Robert Moskow - Analyst
Yes, but, you have five weeks of sales. Did you get a sense that this was a lot higher than they did in those same five weeks a year ago? And if so, what do you think drove that improvement?
David Wenner - CEO
I would guess that Kraft starting paying attention to the brand about the time they were selling it. And it's not like they were doing any thing unusual in terms of spending, promotion or marketing wise. It was just -- I think their sales force focused a little bit on the brand and turned it around a little bit, because Kraft actually had a very good January and February.
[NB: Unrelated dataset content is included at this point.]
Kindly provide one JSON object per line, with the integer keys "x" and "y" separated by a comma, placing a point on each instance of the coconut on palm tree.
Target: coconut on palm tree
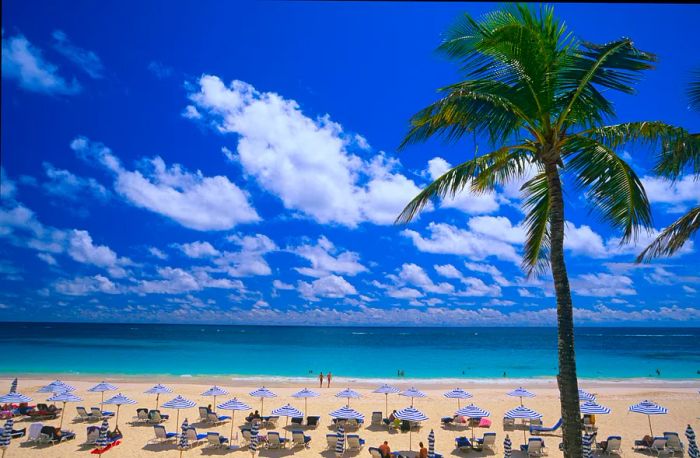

So the whole first quarter for the brand was a very good quarter, but we can't say that they did anything extraordinary in terms of pumping up the tires, expect to pay attention to it. And really, it was our feeling all along that that's all the brand really needed was somebody paying attention to it.
Robert Moskow - Analyst
Great. And do you have any projections for -- I don't know if you gave the sales in the quarter, both in terms of price and volume. And then also maybe you could comment on the year. Which of these do you think will be the bigger contributor to your organic growth this year?
David Wenner - CEO
Well, the gain in the first quarter of the base business was more unit sales than it was price -- probably about 60/40. And we would expect that to continue on that trend. The price increases we saw in the first quarter were brought, by and large the ones that we put in place effective January 1st. We have not done a lot of pricing since then. But I do expect that to continue through they year. And we do expect organic growth to continue through the year, probably about the same mix.
Robert Moskow - Analyst
And in general, do you kind of think that your pricing is enough to partially offset, maybe more than 50% of the higher commodity costs that you're facing, or is it -- are you really trying to fully offset it?
David Wenner - CEO
We're closer to fully offsetting it than 50% partially offsetting it. But as I say that, the caution is always that these things can change very quickly nowadays, especially with the price of oil. But what we know today, we're pretty happy with where we are in terms of offsetting the costs.
Robert Moskow - Analyst
Great. Well, congratulations, again. Thank you.
David Wenner - CEO
Thank you.
Bob Cantwell - CFO
Thank you.
Operator
And gentlemen, we have no further questions in our queue. Mr. Wenner, I'll turn the conference back over to you.
David Wenner - CEO
Thank you, operator. As I said, we're very pleased with this quarter. It really reaffirms all the strategies we have around this business in terms of driving organic growth with some of our existing brands, controlling and offsetting costs, and then laying on top of a successful base business a very, very accretive acquisition in Cream of Wheat that is starting out much better than we thought it would and is very encouraging. So we're looking forward to the rest of 2007. And hopefully, we'll have the same kind of good news for you in our next conference call. Thank you.
Operator
That does conclude today's conference call. Thank you for your participation and have a good day.